L’an passé, la plate-forme safetytoys.org a recensé 45 plaintes pour des problèmes sanitaires ou des accidents avec des sextoys. Cela correspond à 10 % de l’ensemble des signalements reçus par cet organisme dont l’objet premier est le "contrôle la qualité dans les jouets pour adultes", dixit le site web. Il s’agit, pour l’heure, du seul organisme s’inquiétant de la qualité des sextoys en Belgique. "Il n’existe aucun règlement, aucun organe officiel capable de tester la qualité des jouets pour adultes vendus sur le marché belge", déplore Nicolas Bustin. "À tel point que les douanes m’ont déjà appelé en urgence pour estimer la qualité d’une cargaison venant de l’étranger !" Or, on tombe très facilement sur des produits très bas de gamme voire dangereux pour la santé. Principaux soucis : la composition de l’objet et la piètre qualité des batteries. Certains produits sont composés, non pas de silicone, mais de plastique et d’huile, jusqu’à 60 %… Sur les batteries, certaines surchauffent voire explosent carrément en plein effort. Un peu comme les smartphones. Il arrive aussi que le cordon d’un petit œuf se casse, impossible donc de retirer l’œuf du vagin…


Soft Love cherche une testeuse de sextoys

La société Soft Love embauche une testeuse de sextoys et autres accessoires érotiques. L’annonce, qui paraîtra officiellement sur le site de la société dans un mois environ, n’a rien d’une blague de potache. Salaire : environ 1.400 euros par mois, le temps d’un CDD allant d’un mois à un an.
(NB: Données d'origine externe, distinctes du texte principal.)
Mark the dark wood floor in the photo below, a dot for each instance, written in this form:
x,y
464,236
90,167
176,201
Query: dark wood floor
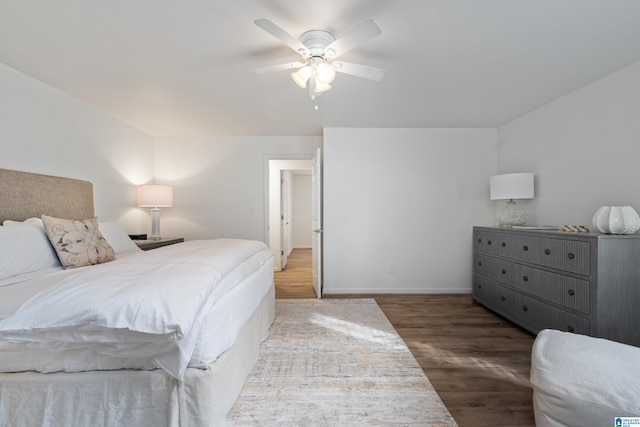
x,y
477,362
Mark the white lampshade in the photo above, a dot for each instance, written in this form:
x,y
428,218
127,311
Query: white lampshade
x,y
511,186
155,196
321,87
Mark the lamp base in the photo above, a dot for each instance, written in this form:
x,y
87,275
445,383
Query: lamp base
x,y
510,215
155,224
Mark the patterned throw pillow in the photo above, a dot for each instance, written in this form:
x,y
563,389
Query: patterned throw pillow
x,y
78,243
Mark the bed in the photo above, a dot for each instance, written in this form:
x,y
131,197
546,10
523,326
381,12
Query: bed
x,y
163,338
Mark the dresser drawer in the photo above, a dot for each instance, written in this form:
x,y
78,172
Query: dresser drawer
x,y
554,318
507,245
493,296
567,291
484,241
528,279
567,255
498,269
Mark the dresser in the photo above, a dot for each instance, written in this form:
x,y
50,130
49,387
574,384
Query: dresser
x,y
587,283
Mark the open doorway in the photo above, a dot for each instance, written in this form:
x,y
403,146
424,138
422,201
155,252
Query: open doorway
x,y
280,227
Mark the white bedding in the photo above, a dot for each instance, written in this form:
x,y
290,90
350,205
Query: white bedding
x,y
146,310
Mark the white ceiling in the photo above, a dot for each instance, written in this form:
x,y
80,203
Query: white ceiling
x,y
182,67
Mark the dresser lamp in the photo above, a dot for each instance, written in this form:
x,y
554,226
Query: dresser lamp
x,y
155,197
510,187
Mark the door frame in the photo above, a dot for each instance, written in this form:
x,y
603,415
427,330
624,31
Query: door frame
x,y
274,165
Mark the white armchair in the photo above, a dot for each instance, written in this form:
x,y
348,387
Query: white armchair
x,y
583,381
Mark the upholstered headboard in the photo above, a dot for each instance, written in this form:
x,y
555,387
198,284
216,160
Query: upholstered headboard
x,y
25,195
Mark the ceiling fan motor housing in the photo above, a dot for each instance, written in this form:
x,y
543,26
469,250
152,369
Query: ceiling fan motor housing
x,y
316,41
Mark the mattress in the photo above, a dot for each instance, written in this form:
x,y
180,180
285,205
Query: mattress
x,y
70,337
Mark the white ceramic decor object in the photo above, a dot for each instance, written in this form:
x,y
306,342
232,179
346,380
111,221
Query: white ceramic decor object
x,y
616,220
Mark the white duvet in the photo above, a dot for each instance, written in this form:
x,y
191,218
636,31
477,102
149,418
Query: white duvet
x,y
145,310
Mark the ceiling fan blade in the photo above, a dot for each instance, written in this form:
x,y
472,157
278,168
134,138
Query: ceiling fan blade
x,y
358,35
364,71
269,69
282,35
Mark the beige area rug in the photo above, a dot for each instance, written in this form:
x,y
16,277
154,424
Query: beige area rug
x,y
336,362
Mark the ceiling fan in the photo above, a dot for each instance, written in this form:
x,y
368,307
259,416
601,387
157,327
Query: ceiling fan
x,y
319,49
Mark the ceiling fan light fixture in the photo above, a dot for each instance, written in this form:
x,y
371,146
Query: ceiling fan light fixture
x,y
325,73
301,77
321,87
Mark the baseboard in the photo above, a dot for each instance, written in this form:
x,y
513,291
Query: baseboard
x,y
404,291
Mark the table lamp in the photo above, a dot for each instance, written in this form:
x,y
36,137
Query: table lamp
x,y
510,187
155,197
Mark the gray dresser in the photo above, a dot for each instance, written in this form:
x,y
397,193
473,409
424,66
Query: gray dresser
x,y
587,283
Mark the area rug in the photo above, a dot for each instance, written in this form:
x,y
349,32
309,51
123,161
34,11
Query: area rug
x,y
336,362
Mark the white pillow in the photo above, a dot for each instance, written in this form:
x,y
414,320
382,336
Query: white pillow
x,y
117,237
25,248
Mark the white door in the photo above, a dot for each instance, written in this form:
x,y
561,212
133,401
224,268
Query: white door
x,y
285,219
316,220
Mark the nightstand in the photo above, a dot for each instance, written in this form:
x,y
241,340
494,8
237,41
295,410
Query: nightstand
x,y
147,245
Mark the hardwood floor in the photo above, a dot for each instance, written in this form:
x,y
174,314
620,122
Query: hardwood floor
x,y
477,361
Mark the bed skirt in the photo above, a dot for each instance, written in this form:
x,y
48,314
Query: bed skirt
x,y
140,398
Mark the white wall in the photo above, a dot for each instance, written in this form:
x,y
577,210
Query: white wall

Job description : "tester les nouvelles collections de lingerie, les nouveaux produits de massage et nouveaux sextoys commercialisés par notre société l’année prochaine. Il s’agit plus d’une ambassadrice que d’une simple testeuse. La personne retenue devra faire rapport sur les produits, rencontrer les producteurs, des sexologues, les associations en charge de la sécurité des produits, etc.", détaille le fondateur de Soft Love Nicolas Bustin. La dernière annonce du genre date de 2012. Elle avait connu un succès certain. "Nous avions reçu 3.700 demandes en cinq jours", se souvient Nicolas Bustin. "Depuis cinq ans, nous recevons une centaine de candidatures spontanées par semaine…"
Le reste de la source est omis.